Abstract:
LRBA is a cytoplasmic protein that is ubiquitously distributed. Almost all LRBA domains have a scaffolding function. In 2012, it was reported that homozygous variants in LRBA are associated with early-onset hypogammaglobulinemia. Since its discovery, more than 100 pathogenic variants have been reported. This review focuses on the variants reported in LRBA and their possible associations with clinical phenotypes. In this work LRBA deficiency cases reported more than 11 years ago have been revised.
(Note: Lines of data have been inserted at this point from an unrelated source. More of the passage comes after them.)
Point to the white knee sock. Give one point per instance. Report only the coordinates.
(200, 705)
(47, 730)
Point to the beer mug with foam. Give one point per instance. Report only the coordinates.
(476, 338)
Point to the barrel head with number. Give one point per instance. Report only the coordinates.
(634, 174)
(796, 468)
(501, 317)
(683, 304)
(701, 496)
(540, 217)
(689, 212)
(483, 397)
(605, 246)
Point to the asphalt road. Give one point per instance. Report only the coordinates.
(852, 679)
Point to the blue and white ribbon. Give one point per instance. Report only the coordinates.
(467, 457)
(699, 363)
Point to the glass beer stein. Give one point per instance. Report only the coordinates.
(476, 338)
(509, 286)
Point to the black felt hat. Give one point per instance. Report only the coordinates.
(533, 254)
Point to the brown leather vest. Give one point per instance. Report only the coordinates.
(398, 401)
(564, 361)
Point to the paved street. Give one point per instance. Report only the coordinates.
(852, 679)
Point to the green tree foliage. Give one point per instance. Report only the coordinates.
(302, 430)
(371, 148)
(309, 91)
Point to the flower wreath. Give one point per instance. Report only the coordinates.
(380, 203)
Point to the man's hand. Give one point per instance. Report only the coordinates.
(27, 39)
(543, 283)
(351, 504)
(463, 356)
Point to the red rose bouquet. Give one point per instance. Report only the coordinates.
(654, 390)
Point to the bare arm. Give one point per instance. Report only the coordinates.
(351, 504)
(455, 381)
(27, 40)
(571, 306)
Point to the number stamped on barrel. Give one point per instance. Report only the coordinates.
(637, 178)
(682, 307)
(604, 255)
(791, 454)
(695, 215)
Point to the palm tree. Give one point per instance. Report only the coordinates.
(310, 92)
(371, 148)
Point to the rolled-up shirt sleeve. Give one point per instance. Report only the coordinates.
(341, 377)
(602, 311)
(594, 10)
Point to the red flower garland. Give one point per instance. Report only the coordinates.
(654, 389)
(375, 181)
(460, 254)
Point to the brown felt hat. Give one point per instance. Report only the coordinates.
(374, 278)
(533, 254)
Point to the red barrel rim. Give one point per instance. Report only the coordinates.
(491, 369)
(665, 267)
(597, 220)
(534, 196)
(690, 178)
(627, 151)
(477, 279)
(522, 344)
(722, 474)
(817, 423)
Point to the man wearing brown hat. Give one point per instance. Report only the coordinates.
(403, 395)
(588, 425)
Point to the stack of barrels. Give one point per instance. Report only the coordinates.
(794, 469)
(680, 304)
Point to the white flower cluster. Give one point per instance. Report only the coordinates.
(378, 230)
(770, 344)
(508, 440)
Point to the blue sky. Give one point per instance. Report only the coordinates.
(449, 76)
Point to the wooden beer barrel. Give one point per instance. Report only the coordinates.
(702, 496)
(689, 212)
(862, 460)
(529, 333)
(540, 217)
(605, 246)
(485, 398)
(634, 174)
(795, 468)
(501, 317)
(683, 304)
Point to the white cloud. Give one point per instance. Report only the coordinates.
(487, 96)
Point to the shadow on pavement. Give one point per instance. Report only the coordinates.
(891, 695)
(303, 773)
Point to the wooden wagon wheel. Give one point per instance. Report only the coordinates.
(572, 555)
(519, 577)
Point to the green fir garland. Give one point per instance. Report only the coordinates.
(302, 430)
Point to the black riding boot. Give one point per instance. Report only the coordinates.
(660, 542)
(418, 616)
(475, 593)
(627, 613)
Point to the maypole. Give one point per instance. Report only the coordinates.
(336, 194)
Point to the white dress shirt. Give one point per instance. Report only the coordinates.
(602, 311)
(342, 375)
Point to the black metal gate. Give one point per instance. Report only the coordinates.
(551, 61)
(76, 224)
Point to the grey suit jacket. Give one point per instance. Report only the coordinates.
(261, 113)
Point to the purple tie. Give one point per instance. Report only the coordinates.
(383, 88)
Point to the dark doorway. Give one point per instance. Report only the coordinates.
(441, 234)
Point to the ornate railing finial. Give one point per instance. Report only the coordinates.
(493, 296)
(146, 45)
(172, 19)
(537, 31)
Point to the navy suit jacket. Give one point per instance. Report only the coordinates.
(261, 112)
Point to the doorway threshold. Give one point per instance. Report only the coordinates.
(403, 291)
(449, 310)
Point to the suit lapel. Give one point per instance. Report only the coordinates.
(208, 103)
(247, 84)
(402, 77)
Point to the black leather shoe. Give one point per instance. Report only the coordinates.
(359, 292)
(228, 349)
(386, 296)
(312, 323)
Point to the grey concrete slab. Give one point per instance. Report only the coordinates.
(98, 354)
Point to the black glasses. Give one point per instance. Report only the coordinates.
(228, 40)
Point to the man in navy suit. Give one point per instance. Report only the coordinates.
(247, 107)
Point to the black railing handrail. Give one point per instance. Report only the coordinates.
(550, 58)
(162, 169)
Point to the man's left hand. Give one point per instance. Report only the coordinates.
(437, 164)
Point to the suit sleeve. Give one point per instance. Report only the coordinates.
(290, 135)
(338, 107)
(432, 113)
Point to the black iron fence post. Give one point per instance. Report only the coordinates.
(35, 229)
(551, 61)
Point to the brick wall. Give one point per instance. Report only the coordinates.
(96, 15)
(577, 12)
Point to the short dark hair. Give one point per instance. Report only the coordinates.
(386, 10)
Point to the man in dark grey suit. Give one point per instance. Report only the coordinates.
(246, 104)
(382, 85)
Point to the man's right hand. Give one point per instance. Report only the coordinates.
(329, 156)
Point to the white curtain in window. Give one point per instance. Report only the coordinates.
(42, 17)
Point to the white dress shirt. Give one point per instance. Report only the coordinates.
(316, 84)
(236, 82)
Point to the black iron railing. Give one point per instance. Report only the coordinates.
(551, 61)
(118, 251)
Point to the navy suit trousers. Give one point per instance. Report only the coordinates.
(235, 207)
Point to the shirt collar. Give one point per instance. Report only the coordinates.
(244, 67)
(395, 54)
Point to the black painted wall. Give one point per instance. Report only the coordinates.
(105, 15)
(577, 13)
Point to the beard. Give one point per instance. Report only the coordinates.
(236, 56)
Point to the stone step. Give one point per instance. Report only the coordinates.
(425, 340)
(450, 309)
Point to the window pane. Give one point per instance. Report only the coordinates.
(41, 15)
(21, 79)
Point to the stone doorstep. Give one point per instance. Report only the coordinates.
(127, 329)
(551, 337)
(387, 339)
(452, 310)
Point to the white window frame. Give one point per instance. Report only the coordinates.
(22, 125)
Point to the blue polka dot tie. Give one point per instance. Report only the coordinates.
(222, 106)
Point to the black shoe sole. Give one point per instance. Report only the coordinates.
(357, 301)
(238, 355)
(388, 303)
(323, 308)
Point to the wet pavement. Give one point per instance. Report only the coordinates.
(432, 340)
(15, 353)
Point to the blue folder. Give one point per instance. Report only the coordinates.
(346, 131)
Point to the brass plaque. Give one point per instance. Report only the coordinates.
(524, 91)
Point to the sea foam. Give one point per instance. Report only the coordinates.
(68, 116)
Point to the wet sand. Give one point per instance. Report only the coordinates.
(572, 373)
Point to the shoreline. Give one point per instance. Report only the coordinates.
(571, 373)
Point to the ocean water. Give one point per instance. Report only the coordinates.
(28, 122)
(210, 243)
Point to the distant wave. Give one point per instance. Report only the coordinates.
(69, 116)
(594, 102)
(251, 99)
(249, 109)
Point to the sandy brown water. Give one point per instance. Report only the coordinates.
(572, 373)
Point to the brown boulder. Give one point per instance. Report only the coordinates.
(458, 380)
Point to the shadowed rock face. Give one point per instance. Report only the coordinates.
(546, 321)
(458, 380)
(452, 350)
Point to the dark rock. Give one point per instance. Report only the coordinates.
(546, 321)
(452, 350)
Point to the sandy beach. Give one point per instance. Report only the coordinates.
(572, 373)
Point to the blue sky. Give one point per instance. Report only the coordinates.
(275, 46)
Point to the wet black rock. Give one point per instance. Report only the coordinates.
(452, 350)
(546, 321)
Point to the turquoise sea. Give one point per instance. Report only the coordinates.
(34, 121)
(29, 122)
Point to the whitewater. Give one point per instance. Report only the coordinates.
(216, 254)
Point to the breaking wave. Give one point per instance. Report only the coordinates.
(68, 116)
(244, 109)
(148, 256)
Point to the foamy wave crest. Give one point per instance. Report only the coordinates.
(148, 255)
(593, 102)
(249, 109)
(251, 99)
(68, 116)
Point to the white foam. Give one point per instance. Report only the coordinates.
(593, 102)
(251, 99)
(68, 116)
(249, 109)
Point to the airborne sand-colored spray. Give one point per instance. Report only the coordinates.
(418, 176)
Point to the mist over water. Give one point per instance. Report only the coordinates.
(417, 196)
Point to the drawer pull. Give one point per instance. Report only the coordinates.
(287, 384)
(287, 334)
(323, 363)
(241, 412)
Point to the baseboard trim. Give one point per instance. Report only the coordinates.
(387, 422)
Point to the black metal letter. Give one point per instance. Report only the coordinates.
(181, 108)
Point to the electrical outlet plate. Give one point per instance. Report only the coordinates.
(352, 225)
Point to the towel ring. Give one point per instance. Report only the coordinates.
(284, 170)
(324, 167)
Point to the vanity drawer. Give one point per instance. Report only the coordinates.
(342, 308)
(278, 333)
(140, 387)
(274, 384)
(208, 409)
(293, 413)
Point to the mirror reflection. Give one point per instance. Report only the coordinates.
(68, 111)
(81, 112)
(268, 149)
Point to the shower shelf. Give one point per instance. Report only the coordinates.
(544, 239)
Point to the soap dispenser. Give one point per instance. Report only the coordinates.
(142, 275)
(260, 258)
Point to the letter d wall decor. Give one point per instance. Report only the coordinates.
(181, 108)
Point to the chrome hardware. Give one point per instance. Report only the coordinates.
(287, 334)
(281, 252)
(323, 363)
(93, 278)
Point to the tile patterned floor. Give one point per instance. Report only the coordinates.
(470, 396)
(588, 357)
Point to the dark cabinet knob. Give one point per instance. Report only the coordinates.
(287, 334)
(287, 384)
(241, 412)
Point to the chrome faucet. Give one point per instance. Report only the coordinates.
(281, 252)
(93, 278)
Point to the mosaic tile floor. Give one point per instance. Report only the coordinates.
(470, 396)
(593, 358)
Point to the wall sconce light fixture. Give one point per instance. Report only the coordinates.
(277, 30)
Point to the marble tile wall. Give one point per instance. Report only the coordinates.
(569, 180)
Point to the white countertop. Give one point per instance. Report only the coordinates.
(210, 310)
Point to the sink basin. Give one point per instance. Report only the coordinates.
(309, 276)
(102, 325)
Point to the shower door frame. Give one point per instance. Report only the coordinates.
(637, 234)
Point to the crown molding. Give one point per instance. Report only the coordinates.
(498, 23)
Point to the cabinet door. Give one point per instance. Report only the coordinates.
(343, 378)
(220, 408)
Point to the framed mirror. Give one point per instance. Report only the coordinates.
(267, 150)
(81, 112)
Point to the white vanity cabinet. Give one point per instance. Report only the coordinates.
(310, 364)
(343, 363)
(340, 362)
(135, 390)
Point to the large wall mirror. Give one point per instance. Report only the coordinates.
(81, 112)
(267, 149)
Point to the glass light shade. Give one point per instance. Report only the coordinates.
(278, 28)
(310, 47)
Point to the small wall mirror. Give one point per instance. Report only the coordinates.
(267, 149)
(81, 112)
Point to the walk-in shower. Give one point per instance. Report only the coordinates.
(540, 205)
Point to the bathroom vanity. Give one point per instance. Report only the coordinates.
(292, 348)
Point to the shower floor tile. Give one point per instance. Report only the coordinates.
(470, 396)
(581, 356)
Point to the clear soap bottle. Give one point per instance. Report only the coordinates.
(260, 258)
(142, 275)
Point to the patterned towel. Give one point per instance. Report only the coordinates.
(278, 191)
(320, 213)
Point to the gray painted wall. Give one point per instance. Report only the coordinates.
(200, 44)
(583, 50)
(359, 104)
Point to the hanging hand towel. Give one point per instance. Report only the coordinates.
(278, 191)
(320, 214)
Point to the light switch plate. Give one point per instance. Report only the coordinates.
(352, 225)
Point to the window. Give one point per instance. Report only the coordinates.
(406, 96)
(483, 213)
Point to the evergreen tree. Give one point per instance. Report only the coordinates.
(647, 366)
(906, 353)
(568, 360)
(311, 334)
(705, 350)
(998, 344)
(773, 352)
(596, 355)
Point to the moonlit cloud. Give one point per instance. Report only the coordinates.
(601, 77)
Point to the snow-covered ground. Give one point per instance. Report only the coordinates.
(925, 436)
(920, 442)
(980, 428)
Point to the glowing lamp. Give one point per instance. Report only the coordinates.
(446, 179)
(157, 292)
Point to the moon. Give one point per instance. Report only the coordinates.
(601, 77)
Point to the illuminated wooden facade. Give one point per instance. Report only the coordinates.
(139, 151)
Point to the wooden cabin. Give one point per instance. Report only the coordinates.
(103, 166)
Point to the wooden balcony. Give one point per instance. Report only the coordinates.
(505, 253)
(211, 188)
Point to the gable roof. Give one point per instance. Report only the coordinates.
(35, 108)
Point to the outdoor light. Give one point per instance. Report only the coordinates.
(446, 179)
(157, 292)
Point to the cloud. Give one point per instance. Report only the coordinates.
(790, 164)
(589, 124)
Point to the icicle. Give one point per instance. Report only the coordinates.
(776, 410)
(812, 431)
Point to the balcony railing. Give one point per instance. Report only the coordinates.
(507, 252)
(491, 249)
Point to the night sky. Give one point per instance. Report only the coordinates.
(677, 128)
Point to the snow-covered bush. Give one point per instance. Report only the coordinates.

A database was constructed to analyze the type of variants, age at onset, clinical diagnosis, infections, autoimmune diseases, and cellular and immunoglobulin levels. The review of cases from 2012 to 2023 showed that LRBA deficiency was commonly diagnosed in patients with a clinical diagnosis of Common Variable Immunodeficiency, followed by enteropathy, neonatal diabetes mellitus, ALPS, and X-linked-like syndrome. Most cases show early onset of presentation at <6 years of age. Most cases lack protein expression, whereas hypogammaglobulinemia is observed in half of the cases, and IgG and IgA levels are isotypes reported at low levels. Patients with elevated IgG levels exhibited more than one autoimmune manifestation. Patients carrying pathogenic variants leading to a premature stop codon show a severe phenotype as they have an earlier onset of disease presentation, severe autoimmune manifestations, premature death, and low B cells and regulatory T cell levels. Missense variants were more common in patients with low IgG levels and cytopenia. This work lead to the conclusion that the type of variant in LRBA has association with disease severity, which leads to a premature stop codon being the ones that correlates with severe disease.
摘要:
LRBA是广泛分布的细胞质蛋白。几乎所有LRBA结构域都具有支架功能。2012年,据报道,LRBA中的纯合变体与早发性低丙种球蛋白血症有关。自从它被发现,已经报道了100多种致病变异。这篇综述集中在LRBA中报道的变异及其与临床表型的可能关联。在这项工作中,对11年前报告的LRBA缺乏症病例进行了修订。建立了一个数据库来分析变异的类型,发病年龄,临床诊断,感染,自身免疫性疾病,细胞和免疫球蛋白水平。对2012年至2023年病例的回顾显示,LRBA缺乏症通常在临床诊断为常见可变免疫缺陷的患者中诊断。其次是肠病,新生儿糖尿病,阿尔卑斯,和X连锁综合征.大多数病例在小于6岁时表现出早期发作。大多数病例缺乏蛋白质表达,而在一半的病例中观察到低丙种球蛋白血症,IgG和IgA水平是低水平的同种型。IgG水平升高的患者表现出一种以上的自身免疫表现。携带致病变异导致过早终止密码子的患者表现出严重的表型,因为他们有较早的疾病发作。严重的自身免疫表现,过早死亡,和低B细胞和调节性T细胞水平。错义变异在低IgG水平和血细胞减少症患者中更为常见。这项工作得出的结论是,LRBA中变异的类型与疾病的严重程度有关,这导致过早的终止密码子与严重疾病有关。